Estamos en Nápoles, territorio Sorrentino, en una casa junto al mar. Es un viejo palacio aristócrata, decadente, tan anacrónico como la carroza versallesca que está guardada en un rincón de la estancia. En este mundo va a producirse un parto y el alcalde anuncia que será una niña y que tendrá nombre de sirena: Parthenope. En este punto de arranque Sorrentino muestra sus cartas, la sirena será la encarnación de la belleza y estará destinada a convertirse en una diosa. Parthenope atravesará unos cuantos años de la historia de Nápoles, pero la sociedad napolitana que se mostrará no será ni la de la Camorra, ni la de sus calles bulliciosas, sino otro Nápoles situado frente al azul del mar, en el que todo remite a una cierta idea de belleza. Parthenope será la chica bella que quiere encarnar un cierto ideal femenino, visto desde una perspectiva masculina. La chica bella es filmada al ralentí, exhibe vestidos de Saint Laurent y se mueve por un mundo en que todo está meticulosamente cuidado, en el que ningún traje tiene ni una arruga y donde los chicos también son querubines. Sorrentino nos muestra esa idea de una Italia prisionera de la belleza, como si el paisaje engendrara cuerpos esbeltos. Esa Italia que hace años fue tan grata al Bernardo Bertolucci de Belleza robada o al Luca Guadagnino de Call Me By Your Name. A diferencia de Bertolucci o Guadagnino la mirada de anuncio Versace no es una mirada extranjera sino que quiere ser profundamente napolitana, indagando incluso en el inconsciente del lugar. Sorrentino entra en un Nápoles marcado por sus rituales y al intentar atrapar, como si fuera un antropólogo, este mundo siente la tentación hacia lo grotesco, como elemento clave de su estilo. Lo grotesco le sirve para abrazar, como en otras ocasiones, una cierta mirada felliniana mal digerida y nos muestra un coito alegórico entre el norte y el sur italiano a la búsqueda de una fusión imposible o inspecciona el milagro rosselliniano trivializándolo a partir del coito entre un obispo y la protagonista ante los restos de San Genaro. Sorrentino hace avanzar la película por acumulación, intentando robar siempre la belleza de la protagonista hasta estereotiparla. Por el camino surge la moraleja de la fábula en la que la mujer deja de ser bella, abandona toda tentación de la maternidad, asume la vida desde la soledad y deja la pretensión artística para iniciar una carrera universitaria como antropóloga.

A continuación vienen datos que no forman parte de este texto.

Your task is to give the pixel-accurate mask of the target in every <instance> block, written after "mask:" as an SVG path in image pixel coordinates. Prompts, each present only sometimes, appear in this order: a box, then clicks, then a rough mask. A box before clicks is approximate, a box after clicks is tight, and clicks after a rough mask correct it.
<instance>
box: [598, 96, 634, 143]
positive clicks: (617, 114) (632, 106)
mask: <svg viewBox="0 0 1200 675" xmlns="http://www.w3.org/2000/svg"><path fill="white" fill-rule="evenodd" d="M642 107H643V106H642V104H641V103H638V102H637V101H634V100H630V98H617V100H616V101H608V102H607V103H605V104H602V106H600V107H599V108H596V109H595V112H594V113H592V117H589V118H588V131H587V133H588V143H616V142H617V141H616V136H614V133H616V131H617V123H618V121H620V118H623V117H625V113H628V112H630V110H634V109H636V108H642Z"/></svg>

A estas alturas del festival resulta curioso ver cómo, de forma inconsciente, las películas proponen un diálogo y cómo el tema de la belleza se ha convertido en un tema mayor. Sorrentino acaba estableciendo una clara correspondencia con The Substance de Coralie Fargeat. En ambas la mujer bella convertida en actriz intenta ser otra cosa y al final se acaba reconociendo la belleza informe del monstruo. Fargeat parte del gore para trazar una mirada femenina demoledora, Sorrentino parte de su eterno debate entre lo bello y lo grotesco para acabar buscando un camino de redención de fuerte arraigo católico.